The toadstone, also known as bufonite (from Latin , "toad"), is a mythical stone or gem that was thought to be found in the head of a toad. It was supposed to be an antidote to poison and in this it is like batrachite, supposedly formed in the heads of frogs. Toadstones were actually the button-like fossilised teeth of Lepidotes, an extinct genus of ray-finned fish from the Jurassic and Cretaceous periods. They appeared to be "stones that are perfect in form" and were set by European jewellers into magical rings and amulets from Medieval times until the 18th century.

Beliefs
From ancient times people associated the fossils with jewels that were set inside the heads of toads. The toad has poison glands in its skin, so it was naturally assumed that they carried their own antidote and that this took the form of a magical stone. They were first recorded by Pliny the Elder in the first century.

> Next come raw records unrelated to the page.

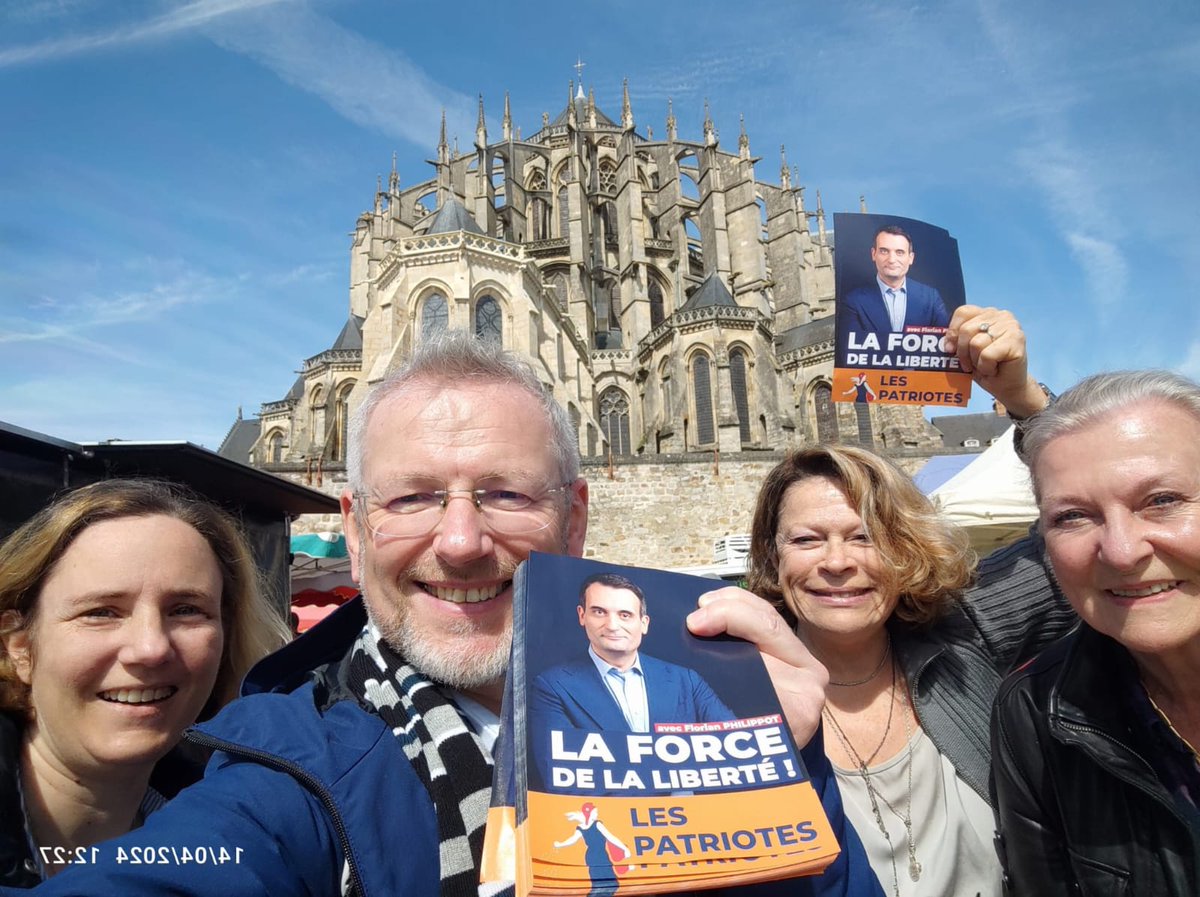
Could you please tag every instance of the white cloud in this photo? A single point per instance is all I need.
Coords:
(60, 319)
(1191, 363)
(370, 84)
(181, 18)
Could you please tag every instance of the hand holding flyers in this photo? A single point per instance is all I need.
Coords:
(798, 676)
(990, 347)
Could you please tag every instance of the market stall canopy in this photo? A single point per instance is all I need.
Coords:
(321, 577)
(991, 497)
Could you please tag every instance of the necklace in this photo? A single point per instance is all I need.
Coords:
(887, 652)
(915, 866)
(1165, 718)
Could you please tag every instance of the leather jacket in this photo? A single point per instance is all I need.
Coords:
(1079, 808)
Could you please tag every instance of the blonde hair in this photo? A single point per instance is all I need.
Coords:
(252, 627)
(927, 560)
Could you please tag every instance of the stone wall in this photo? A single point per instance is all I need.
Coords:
(666, 512)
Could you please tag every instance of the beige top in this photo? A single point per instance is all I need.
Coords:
(952, 825)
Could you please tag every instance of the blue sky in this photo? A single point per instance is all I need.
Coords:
(178, 180)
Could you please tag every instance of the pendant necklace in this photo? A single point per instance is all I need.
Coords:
(915, 867)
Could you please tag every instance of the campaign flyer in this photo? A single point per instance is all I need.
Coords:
(645, 759)
(898, 281)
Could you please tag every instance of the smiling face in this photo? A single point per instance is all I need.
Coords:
(893, 257)
(444, 600)
(124, 648)
(1122, 525)
(828, 569)
(615, 624)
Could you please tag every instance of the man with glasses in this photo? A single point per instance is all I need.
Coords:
(361, 762)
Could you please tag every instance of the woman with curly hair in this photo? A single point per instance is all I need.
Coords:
(876, 584)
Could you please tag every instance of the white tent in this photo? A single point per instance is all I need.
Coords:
(990, 497)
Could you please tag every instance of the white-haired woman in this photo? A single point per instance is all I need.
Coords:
(1097, 774)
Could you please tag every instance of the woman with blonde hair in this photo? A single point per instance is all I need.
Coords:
(885, 594)
(129, 609)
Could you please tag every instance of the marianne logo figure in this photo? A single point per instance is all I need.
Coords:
(603, 849)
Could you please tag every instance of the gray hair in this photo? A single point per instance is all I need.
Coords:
(1098, 396)
(455, 356)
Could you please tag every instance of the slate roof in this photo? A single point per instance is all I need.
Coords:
(240, 439)
(581, 115)
(805, 335)
(958, 428)
(711, 293)
(453, 216)
(351, 336)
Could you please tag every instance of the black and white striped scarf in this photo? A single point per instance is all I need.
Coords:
(445, 752)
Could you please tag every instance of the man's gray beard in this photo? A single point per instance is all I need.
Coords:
(461, 669)
(463, 672)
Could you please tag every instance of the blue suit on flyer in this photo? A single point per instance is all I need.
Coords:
(573, 696)
(864, 309)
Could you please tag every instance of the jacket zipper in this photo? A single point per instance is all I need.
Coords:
(307, 781)
(1137, 783)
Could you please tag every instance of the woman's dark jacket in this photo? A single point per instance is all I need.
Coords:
(1080, 810)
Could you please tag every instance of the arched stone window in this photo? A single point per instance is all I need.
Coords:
(564, 212)
(317, 416)
(342, 421)
(657, 314)
(826, 416)
(539, 208)
(607, 176)
(702, 392)
(498, 187)
(435, 315)
(741, 395)
(615, 420)
(487, 320)
(576, 420)
(609, 218)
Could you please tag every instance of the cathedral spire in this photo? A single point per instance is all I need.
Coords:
(579, 70)
(443, 148)
(480, 126)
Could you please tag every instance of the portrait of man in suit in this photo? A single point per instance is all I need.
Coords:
(613, 686)
(894, 301)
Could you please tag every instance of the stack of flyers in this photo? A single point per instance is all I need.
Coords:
(634, 756)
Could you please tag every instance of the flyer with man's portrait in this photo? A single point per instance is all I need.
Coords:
(898, 281)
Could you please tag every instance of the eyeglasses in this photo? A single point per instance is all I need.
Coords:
(418, 513)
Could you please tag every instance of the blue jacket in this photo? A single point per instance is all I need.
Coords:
(305, 780)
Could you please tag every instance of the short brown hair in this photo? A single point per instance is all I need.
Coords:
(925, 559)
(252, 627)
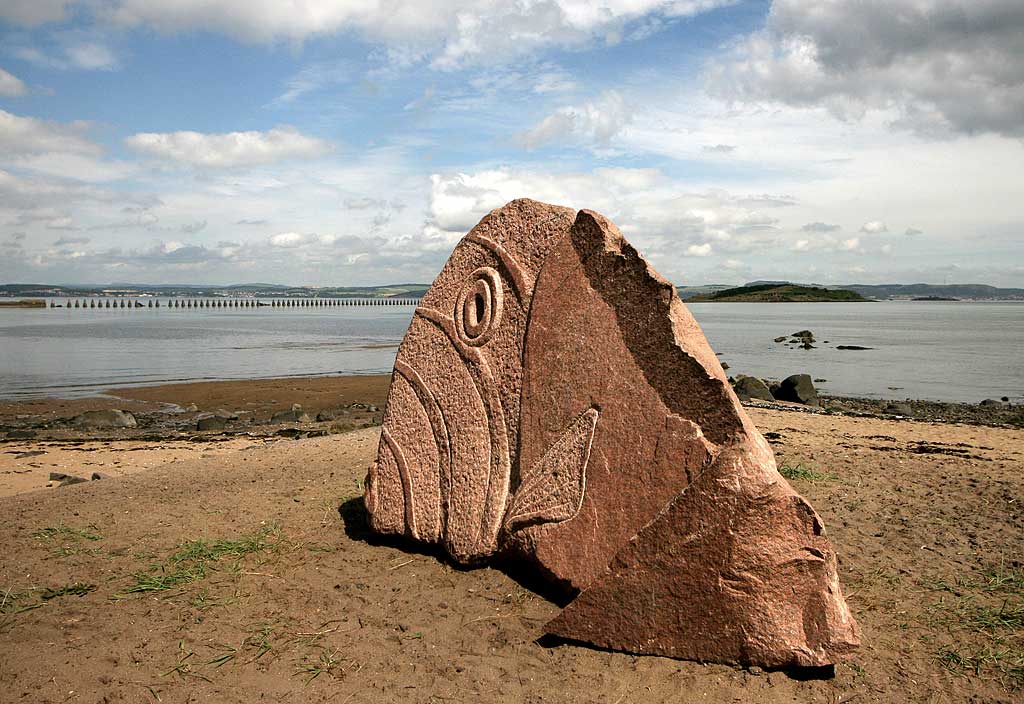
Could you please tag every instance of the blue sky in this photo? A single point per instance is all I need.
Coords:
(353, 142)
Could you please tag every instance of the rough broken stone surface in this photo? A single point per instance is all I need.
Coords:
(554, 399)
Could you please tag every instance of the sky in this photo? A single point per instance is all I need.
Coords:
(353, 142)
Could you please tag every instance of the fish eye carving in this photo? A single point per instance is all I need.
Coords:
(478, 308)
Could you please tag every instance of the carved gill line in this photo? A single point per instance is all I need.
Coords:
(500, 477)
(407, 483)
(440, 431)
(521, 279)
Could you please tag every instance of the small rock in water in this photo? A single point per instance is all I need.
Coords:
(752, 387)
(66, 479)
(96, 420)
(212, 423)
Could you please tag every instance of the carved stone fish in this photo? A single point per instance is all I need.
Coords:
(554, 398)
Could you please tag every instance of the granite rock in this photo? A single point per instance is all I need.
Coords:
(554, 400)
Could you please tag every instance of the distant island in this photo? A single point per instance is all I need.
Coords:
(775, 293)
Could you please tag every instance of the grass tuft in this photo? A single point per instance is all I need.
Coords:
(192, 561)
(984, 620)
(327, 663)
(73, 589)
(805, 473)
(62, 532)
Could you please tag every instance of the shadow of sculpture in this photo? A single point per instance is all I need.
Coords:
(526, 575)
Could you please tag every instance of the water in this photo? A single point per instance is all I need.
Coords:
(938, 351)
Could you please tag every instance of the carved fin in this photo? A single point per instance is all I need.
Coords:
(552, 491)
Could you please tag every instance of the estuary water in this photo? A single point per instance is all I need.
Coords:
(925, 350)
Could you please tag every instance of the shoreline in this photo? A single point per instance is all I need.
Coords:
(926, 519)
(261, 396)
(42, 441)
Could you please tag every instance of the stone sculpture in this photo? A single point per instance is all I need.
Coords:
(553, 399)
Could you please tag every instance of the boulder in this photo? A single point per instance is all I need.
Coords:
(22, 434)
(212, 423)
(66, 479)
(752, 387)
(296, 414)
(99, 420)
(898, 409)
(798, 389)
(554, 401)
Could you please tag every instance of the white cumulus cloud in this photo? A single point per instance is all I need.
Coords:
(597, 121)
(873, 227)
(11, 86)
(448, 33)
(229, 149)
(938, 67)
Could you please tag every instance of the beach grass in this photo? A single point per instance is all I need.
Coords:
(192, 561)
(804, 472)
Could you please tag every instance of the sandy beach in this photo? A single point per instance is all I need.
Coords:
(236, 565)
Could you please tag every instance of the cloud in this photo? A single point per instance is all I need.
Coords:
(62, 242)
(33, 12)
(450, 34)
(91, 56)
(312, 78)
(230, 149)
(873, 227)
(819, 227)
(29, 135)
(11, 86)
(937, 67)
(71, 51)
(194, 227)
(289, 239)
(598, 122)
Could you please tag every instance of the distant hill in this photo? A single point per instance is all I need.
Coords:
(233, 291)
(969, 292)
(775, 293)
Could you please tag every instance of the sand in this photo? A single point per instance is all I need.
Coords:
(308, 607)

According to Paul Taylor of the London Natural History Museum:

The true toadstone was taken by contemporary jewellers to be no bigger than the nail of a hand and they varied in colour from a whitish brown through green to black, depending on where they were buried. They were supposedly most effective against poison when worn against the skin, on which occasion they were thought to heat up, sweat and change colour. If a person were bitten by a venomous creature a toadstone would be touched against the affected part to effect a cure. Alternatively Johannes de Cuba, in his book Gart der Gesundheit of 1485, claimed that toadstone would help with kidney disease and earthly happiness.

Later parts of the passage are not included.